Christian, along with four other inmate volunteers, was describing his work at the hospice unit at State Correctional Institution – Laurel Highlands, a former state mental hospital that was converted in 1996 to a prison hospital for male inmates.
The facility has had a full-time hospice service for two years with room for seven inmates at a time. Previously, the hospital had a less formal system where the nursing staff tried to make inmates comfortable as they neared death.
PublicSource was granted access in August under an agreement that the last names of inmates would not be used.
Life means life
Only Florida has more inmates serving life without parole than Pennsylvania, according to a nationwide ranking of 2012 numbers by the Sentencing Project in Washington, D.C.

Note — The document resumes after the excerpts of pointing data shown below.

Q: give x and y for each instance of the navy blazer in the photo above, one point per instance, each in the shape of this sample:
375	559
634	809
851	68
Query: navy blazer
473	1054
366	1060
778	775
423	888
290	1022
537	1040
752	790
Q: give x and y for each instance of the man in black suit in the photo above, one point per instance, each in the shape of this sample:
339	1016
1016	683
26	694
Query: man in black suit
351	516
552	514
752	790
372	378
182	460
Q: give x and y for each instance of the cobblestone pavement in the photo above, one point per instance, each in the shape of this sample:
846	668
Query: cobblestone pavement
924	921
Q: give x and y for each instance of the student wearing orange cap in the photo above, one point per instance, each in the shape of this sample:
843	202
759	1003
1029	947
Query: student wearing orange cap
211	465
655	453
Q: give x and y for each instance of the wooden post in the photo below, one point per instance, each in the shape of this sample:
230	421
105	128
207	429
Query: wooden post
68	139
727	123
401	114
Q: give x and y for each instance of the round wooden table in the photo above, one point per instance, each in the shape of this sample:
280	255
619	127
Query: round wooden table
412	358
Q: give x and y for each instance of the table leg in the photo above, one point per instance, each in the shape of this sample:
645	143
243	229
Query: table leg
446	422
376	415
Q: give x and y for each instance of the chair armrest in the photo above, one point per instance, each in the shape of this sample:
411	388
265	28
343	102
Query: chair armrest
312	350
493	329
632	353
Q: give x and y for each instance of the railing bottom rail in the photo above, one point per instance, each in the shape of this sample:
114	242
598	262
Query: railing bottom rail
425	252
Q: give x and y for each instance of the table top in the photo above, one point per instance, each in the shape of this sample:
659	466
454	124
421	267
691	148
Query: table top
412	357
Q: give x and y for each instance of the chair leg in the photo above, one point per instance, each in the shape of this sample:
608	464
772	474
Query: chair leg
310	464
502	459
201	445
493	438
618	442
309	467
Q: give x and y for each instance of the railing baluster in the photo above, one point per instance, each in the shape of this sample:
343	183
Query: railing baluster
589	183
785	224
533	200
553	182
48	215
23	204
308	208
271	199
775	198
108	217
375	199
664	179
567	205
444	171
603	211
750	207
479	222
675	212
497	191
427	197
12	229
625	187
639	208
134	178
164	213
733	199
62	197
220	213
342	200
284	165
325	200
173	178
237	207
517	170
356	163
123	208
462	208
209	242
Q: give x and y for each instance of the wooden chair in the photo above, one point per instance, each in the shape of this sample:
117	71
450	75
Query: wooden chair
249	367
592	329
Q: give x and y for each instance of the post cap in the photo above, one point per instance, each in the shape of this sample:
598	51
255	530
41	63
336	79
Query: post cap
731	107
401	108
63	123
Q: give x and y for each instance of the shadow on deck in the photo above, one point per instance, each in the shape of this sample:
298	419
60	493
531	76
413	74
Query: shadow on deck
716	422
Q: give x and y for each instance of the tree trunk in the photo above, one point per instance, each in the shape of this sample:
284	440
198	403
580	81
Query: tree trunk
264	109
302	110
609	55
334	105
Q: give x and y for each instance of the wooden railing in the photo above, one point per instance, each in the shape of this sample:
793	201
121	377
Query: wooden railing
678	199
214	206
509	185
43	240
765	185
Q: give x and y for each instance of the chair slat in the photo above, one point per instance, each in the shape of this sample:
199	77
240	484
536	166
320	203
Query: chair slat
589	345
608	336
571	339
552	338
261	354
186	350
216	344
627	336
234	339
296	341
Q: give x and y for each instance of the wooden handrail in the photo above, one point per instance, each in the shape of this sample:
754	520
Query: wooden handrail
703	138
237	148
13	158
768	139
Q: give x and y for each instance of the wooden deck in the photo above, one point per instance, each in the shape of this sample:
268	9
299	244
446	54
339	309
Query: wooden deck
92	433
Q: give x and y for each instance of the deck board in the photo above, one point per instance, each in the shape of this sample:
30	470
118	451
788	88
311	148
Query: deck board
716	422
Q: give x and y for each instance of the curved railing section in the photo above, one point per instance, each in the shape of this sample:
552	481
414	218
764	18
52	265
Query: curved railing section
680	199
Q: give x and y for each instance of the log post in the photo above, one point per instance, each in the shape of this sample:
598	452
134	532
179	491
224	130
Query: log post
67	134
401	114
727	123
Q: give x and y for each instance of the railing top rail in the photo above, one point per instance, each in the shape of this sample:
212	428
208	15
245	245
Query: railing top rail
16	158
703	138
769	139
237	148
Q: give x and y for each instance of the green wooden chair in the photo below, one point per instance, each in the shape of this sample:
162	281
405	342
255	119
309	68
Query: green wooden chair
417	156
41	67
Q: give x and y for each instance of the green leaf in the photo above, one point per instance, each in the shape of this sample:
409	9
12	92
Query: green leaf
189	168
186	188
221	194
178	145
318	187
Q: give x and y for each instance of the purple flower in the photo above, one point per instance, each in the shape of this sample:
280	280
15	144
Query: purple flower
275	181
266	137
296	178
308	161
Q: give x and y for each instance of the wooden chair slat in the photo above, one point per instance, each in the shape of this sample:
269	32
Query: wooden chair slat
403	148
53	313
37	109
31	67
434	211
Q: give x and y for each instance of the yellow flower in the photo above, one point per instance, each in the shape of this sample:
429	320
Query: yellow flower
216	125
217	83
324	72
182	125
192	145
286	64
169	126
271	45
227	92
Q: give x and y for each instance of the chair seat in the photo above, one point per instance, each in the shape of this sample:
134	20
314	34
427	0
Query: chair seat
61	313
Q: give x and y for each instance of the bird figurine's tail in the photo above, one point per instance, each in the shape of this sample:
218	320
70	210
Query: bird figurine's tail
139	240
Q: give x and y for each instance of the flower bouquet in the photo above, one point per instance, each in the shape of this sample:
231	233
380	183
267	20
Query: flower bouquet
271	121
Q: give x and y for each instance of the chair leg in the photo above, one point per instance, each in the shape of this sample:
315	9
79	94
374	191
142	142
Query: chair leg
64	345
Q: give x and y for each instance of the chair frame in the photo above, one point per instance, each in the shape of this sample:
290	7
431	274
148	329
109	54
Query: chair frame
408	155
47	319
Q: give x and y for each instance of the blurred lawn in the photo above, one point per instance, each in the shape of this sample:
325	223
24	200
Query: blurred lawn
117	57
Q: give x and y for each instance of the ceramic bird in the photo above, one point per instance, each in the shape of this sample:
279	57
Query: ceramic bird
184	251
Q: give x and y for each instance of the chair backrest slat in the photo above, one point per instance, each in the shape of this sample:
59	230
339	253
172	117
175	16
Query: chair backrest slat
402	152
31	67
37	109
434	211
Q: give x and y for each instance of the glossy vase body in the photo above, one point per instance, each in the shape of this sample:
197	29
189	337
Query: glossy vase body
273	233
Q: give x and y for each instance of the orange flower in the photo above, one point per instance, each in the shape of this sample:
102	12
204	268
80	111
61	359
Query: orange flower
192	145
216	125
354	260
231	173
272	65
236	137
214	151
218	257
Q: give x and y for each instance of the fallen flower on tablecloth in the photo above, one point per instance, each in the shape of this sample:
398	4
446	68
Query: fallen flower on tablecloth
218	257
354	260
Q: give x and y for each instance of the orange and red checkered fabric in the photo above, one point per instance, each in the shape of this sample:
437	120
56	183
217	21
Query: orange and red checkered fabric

State law mandates life in prison for defendants convicted of first and second-degree murder.
Accomplices to murder are treated the same as a killer, even if they themselves did not cause the death. First-degree murderers can also be sentenced to death.
Repeat violent offenders can also be sentenced to life under Pennsylvania’s three-strikes law, and other inmates serve de-facto life sentences with minimums so lengthy that they will almost certainly die before release.
From 2009 through 2013, 144 lifers died in Pennsylvania, according to state statistics. Over the same period, only four inmates had life sentences commuted by the governor after unanimous recommendation by the Board of Pardons.
Since 2010, just six inmates have been granted compassionate release, which is available to inmates nearing death who meet strict criteria, according to the Department of Corrections.
‘Nobody dies alone’
At SCI – Laurel Highlands, volunteers like Christian visit patients several hours each week, playing games, helping them write letters and sometimes just keeping them company.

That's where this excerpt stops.